The United Arab Emirates is a vibrant business region with numerous commercial hubs and free zones that encourage commerce. Companies and investors from all over the world come here to start businesses and seek for new chances. New businesses are constantly being developed in an environment that is so conducive to doing business. However, this does not imply that every business in the UAE is successful.
A company's survival and success are determined by a variety of factors. Many firms fail as a result of their inability to keep up with these variables. A failed company can soon become a liability for its proprietor. When a business isn't operating well, you can't just shut it down. There is a formal procedure for closing a company, just as there is for founding one. Liquidation is the term for this practise, and it is very essential in the UAE.

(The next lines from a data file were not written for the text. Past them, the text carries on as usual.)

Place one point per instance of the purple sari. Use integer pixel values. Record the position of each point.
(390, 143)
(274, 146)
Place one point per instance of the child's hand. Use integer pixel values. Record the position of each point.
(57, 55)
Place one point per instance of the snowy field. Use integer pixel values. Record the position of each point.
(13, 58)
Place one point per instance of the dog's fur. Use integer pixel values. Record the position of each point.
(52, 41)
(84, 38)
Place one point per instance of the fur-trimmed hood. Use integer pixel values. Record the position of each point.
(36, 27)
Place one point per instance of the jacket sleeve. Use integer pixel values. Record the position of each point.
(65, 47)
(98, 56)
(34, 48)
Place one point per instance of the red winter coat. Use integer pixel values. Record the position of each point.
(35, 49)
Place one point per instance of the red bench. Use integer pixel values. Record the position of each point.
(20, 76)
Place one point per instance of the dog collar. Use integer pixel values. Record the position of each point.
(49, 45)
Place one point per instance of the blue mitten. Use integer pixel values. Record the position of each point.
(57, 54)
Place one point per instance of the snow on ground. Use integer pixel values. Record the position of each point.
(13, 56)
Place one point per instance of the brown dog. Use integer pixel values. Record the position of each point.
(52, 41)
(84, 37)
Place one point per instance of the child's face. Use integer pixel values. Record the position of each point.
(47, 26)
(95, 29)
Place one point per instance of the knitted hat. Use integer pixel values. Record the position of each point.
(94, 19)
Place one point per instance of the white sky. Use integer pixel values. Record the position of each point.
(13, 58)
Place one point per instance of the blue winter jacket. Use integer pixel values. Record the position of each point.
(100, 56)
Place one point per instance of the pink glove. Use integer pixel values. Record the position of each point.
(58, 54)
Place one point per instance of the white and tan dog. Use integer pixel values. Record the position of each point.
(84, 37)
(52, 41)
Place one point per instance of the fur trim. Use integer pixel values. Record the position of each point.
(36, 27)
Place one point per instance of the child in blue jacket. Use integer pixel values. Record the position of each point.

Liquidating a business can be done for a variety of reasons. Disconnecting the phone and closing the door isn't enough. There are legal obligations in place to ensure that all parties involved are treated fairly and that mandatory fees, as well as dues and liabilities, are paid. It is also critical in the UAE that UAE citizens are not treated unfairly when a business is liquidated. There are rules in existence that control the liquidation of businesses. Penalties may be imposed if the rules are not followed.
Although the UAE government's proactive stimulus measures have been successful in limiting the pandemic's impact, some businesses have been affected. Cashflow issues forced companies like Sprii and Gulf Greetings Trading to close their operations in the UAE. Companies that decide to close their doors commonly file for voluntary liquidation in the UAE, which allows them to go gracefully by paying off their debts and other obligations. Regulatory compliance requirements such as VAT, Ultimate Beneficial Ownership (UBO), and Economic Substance Regulations (ESR) have made it important for businesses to plan ahead for their liquidation. Thus, we at Dhanguard pioneer at providing you with exemplary services and guidance to help you learn about every important information relating to Company Liquidation in United Arab Emirates. Do exempt few minutes to read the below mentioned information which has been carefully devised by our Experts to provide you up to the mark services.
Deregistration is not a legal term in the UAE, but it is a practical method used by some of the relevant licensing bodies in the various Emirates with the goal of cancelling a license and closing down a business. The advantage of deregistration is that it is a short process with fewer criteria than the liquidation process, which is the standard and only way for most licensing bodies to close down corporations under UAE law. As a result, it's critical to grasp the differences between the liquidation and deregistration processes, as well as the requirements for each.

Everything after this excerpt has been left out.